Materials and Methods
The institutional review board ensured ethics approval in accordance
with international recommendations. According to the decision of the
Ethics Committee, (protocol number 2016-01884) patient consent was
waived.
Patients were operated by two surgeons in 2016 and 2017. All major
cardiac interventions, except surgery for terminal heart failure (assist
devices, transplantation) or acute aortic disease (dissection), were
included. Follow-up focused on 30 days after surgery and documented
adverse events: Mortality, type 5 MI (which requires a significant
hs-cTnT increase by analogy with ESC guidelines, although the threshold
needs to be further defined), stroke, changes in ventricular function,
and new ECG modifications.
Other parameters that could have an impact on enzyme elevation were also
considered: Demographic and risk factors, i.e., preoperative MI,
European System for Surgical Cardiac Risk Evaluation (EuroSCORE II),
renal function, etc., direct surgery-related factors, i.e., type of
cardioplegia, cross-clamp and cardiopulmonary bypass time, blood
transfusions, intra-pericardial defibrillation, etc., and type of
surgery.
Cardiac enzymes, i.e. hs-cTnT and creatine kinase myocardial band
(CK-MB), were recorded before and 1, 6, 12, 24 to at least 48 hours
after surgery. The hs-cTnT assay used (Elecsys Troponin T high sensitive
by Roche, Basel, Switzerland) has the following specifications:
99th percentile URL is 14 nanogram per liter (ng/l)

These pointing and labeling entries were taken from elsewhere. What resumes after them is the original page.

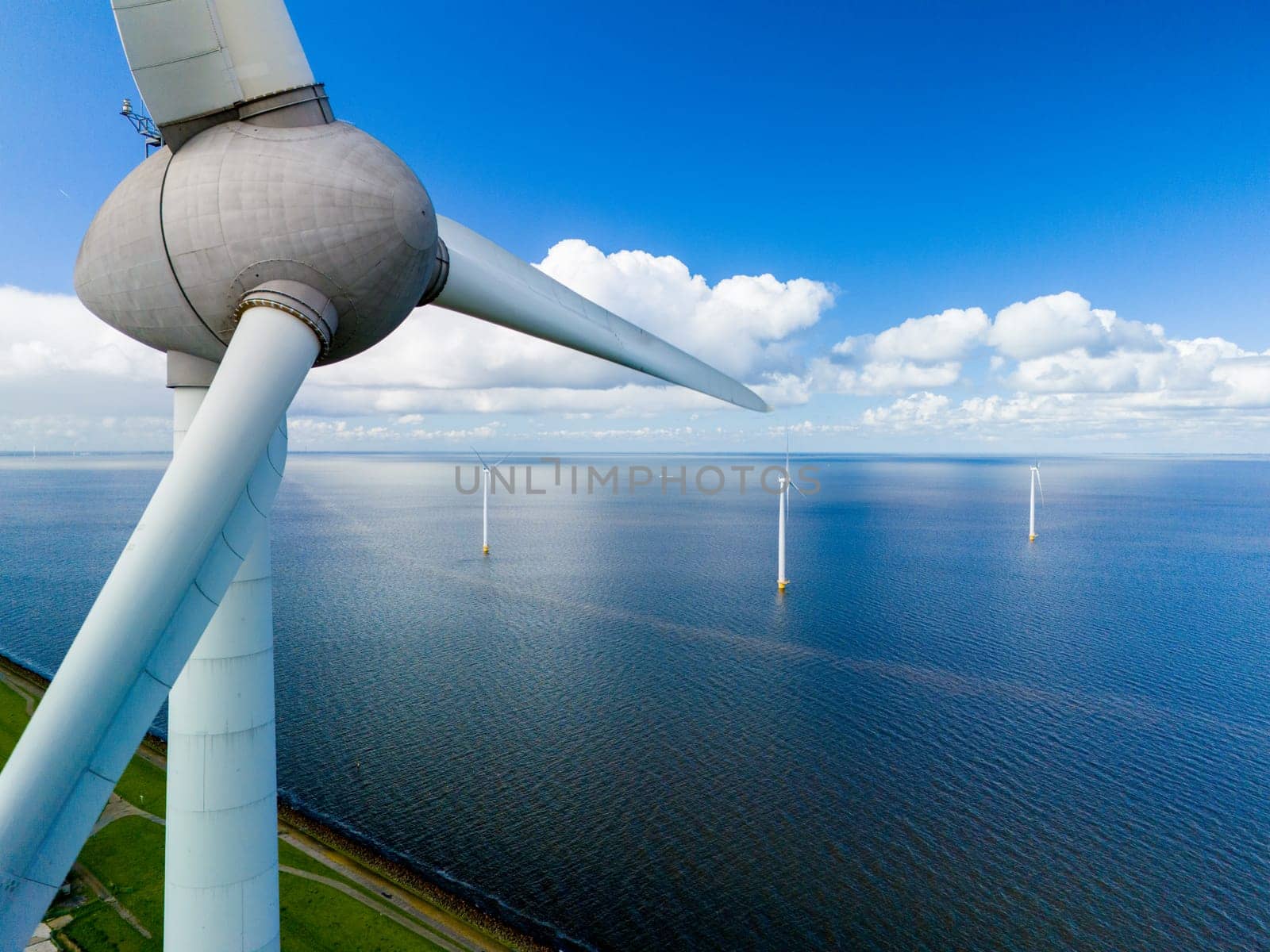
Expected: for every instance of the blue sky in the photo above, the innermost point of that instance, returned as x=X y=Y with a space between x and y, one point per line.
x=911 y=159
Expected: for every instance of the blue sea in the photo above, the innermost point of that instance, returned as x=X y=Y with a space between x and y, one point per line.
x=616 y=733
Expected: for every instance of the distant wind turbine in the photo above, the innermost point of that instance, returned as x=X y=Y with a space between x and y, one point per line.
x=787 y=484
x=484 y=505
x=1032 y=505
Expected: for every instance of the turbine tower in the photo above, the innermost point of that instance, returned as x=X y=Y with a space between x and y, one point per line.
x=484 y=505
x=1032 y=503
x=783 y=503
x=262 y=239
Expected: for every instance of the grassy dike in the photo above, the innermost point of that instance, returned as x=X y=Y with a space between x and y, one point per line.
x=332 y=896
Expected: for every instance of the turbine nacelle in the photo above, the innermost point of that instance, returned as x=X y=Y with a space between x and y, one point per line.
x=187 y=234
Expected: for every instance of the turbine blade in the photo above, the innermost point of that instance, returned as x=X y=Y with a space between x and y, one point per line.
x=495 y=286
x=149 y=616
x=196 y=57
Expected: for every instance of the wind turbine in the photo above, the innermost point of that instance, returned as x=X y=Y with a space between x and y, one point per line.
x=262 y=239
x=484 y=503
x=783 y=503
x=1032 y=503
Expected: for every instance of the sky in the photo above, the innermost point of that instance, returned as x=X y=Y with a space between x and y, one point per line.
x=983 y=228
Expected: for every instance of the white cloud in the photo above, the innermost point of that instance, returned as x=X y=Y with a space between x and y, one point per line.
x=441 y=361
x=42 y=336
x=729 y=325
x=935 y=338
x=918 y=410
x=879 y=378
x=1057 y=323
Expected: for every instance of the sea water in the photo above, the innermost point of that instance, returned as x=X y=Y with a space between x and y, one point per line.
x=616 y=733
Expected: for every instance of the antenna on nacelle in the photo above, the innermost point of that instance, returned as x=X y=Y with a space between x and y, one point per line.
x=144 y=125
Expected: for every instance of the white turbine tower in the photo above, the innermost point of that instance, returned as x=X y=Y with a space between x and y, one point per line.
x=262 y=239
x=783 y=503
x=484 y=505
x=1032 y=505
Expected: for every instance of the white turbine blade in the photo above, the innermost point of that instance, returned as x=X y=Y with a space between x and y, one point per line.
x=149 y=616
x=194 y=57
x=495 y=286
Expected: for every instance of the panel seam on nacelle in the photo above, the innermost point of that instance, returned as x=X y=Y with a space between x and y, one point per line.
x=167 y=254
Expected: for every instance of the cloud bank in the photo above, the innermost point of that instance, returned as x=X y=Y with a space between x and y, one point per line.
x=1052 y=367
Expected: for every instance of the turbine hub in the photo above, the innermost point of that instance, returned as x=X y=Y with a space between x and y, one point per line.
x=186 y=235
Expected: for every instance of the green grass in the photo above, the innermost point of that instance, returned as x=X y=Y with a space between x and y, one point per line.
x=98 y=928
x=13 y=720
x=317 y=918
x=145 y=786
x=127 y=857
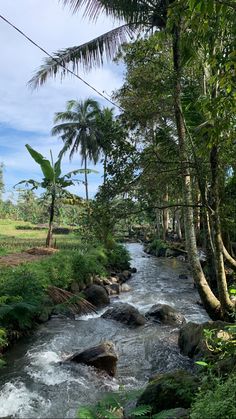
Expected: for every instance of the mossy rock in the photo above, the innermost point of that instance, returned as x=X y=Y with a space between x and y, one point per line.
x=178 y=413
x=192 y=341
x=170 y=390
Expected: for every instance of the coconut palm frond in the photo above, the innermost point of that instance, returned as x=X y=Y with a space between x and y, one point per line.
x=131 y=11
x=66 y=116
x=75 y=303
x=88 y=54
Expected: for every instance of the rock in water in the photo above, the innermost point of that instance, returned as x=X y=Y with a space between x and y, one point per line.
x=192 y=341
x=125 y=313
x=102 y=357
x=96 y=295
x=165 y=314
x=170 y=391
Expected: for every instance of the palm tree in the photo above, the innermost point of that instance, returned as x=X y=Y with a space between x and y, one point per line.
x=107 y=135
x=140 y=14
x=137 y=14
x=79 y=132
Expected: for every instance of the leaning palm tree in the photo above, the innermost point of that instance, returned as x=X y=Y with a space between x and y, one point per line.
x=135 y=15
x=140 y=15
x=107 y=135
x=79 y=132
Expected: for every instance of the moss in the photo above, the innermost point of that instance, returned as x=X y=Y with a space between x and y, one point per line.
x=170 y=390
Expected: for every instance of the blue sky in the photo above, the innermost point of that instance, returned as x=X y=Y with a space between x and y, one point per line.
x=26 y=116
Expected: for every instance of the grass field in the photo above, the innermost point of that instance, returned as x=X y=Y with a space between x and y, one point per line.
x=17 y=236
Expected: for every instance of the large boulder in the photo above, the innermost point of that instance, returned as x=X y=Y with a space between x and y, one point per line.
x=169 y=391
x=192 y=341
x=165 y=314
x=96 y=295
x=125 y=313
x=102 y=357
x=178 y=413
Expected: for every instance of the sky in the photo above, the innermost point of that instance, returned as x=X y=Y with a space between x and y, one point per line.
x=26 y=116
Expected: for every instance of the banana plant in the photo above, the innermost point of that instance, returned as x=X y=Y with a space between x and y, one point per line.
x=53 y=182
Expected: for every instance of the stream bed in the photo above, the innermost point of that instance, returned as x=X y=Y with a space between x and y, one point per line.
x=35 y=385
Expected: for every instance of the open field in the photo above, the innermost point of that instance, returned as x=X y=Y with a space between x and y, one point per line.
x=18 y=236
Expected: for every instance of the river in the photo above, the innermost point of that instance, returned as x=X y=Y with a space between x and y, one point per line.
x=35 y=385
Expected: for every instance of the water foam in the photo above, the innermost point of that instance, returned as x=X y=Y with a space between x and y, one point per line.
x=44 y=367
x=16 y=400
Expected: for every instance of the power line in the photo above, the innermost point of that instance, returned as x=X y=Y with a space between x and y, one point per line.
x=58 y=62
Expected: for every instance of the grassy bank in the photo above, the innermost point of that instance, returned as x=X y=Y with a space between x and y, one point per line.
x=24 y=298
x=17 y=236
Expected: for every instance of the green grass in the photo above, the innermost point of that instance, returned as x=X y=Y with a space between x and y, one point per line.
x=15 y=240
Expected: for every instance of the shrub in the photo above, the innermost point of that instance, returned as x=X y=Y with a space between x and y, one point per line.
x=158 y=247
x=217 y=402
x=86 y=266
x=118 y=257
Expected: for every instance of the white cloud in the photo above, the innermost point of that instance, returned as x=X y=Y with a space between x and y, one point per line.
x=53 y=27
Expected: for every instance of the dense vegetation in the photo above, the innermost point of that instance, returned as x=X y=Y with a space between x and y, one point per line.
x=169 y=170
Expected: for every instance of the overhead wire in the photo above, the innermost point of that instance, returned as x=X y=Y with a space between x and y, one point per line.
x=59 y=62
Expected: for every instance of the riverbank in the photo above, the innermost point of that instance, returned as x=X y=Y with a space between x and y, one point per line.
x=41 y=387
x=29 y=292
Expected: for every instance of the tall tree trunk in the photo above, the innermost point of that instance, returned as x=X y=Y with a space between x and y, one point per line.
x=228 y=257
x=226 y=304
x=211 y=303
x=178 y=226
x=86 y=177
x=105 y=170
x=51 y=218
x=165 y=216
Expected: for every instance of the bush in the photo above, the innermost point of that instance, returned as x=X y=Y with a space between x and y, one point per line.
x=158 y=247
x=118 y=257
x=216 y=403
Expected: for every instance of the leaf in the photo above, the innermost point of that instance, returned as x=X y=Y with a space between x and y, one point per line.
x=57 y=167
x=32 y=182
x=85 y=413
x=202 y=363
x=80 y=171
x=45 y=164
x=140 y=411
x=232 y=291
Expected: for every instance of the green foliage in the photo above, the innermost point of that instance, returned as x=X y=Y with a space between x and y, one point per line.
x=221 y=342
x=85 y=266
x=3 y=338
x=158 y=247
x=111 y=406
x=217 y=402
x=118 y=257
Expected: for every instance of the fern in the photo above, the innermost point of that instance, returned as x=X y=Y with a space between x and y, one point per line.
x=141 y=411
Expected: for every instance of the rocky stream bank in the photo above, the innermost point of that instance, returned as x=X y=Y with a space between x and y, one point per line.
x=145 y=334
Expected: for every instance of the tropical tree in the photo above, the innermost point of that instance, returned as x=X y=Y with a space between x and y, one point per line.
x=53 y=182
x=79 y=132
x=168 y=16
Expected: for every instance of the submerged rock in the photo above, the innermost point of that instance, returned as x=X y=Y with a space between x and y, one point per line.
x=125 y=313
x=192 y=340
x=96 y=295
x=165 y=314
x=102 y=357
x=178 y=413
x=170 y=390
x=113 y=289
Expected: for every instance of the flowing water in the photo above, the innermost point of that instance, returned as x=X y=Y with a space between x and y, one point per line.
x=36 y=385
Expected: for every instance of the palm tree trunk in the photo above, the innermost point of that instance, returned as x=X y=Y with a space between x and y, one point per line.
x=105 y=170
x=228 y=257
x=51 y=218
x=165 y=216
x=226 y=304
x=211 y=303
x=86 y=177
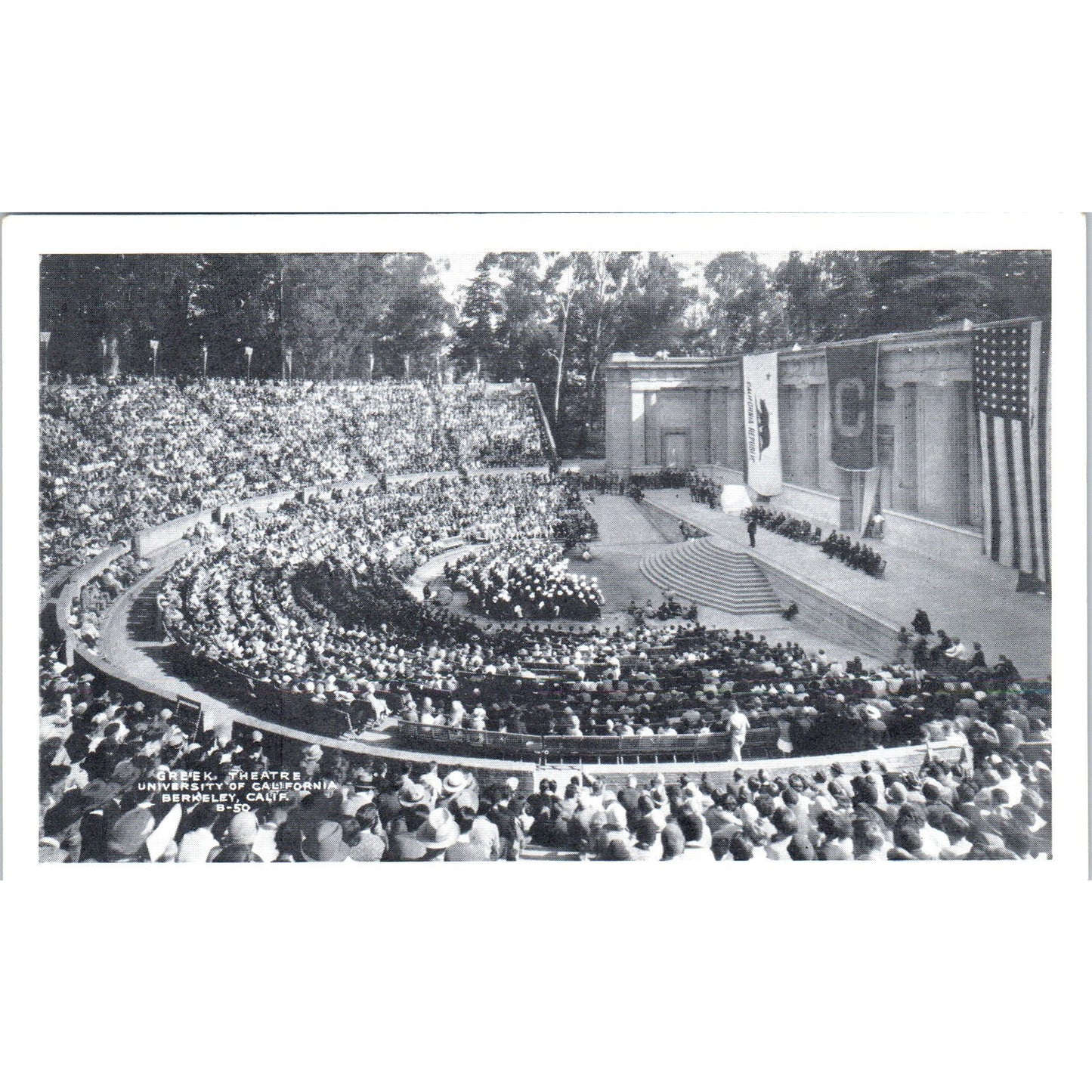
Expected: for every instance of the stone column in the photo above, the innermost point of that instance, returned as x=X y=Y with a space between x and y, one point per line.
x=942 y=454
x=701 y=451
x=735 y=451
x=620 y=426
x=809 y=437
x=831 y=478
x=905 y=478
x=637 y=429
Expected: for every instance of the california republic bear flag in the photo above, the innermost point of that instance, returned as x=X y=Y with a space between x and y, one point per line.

with a precision value (coefficient of variation ≤ 10%) of 13 ng/l, a
limit of detection at 5ng/l and a blank at 3 ng/l [2]. CK-MB was
measured in international units and its concentration expressed in units
per liter (U/L).
Pre- and postoperative echocardiography was performed in all patients,
with a focus on new ventricular dysfunction (considered significant if
it had worsened by at least one grade according to the EuroSCORE
classification) or new regional wall motion abnormalities attributable
to coronary perfusion territories [3].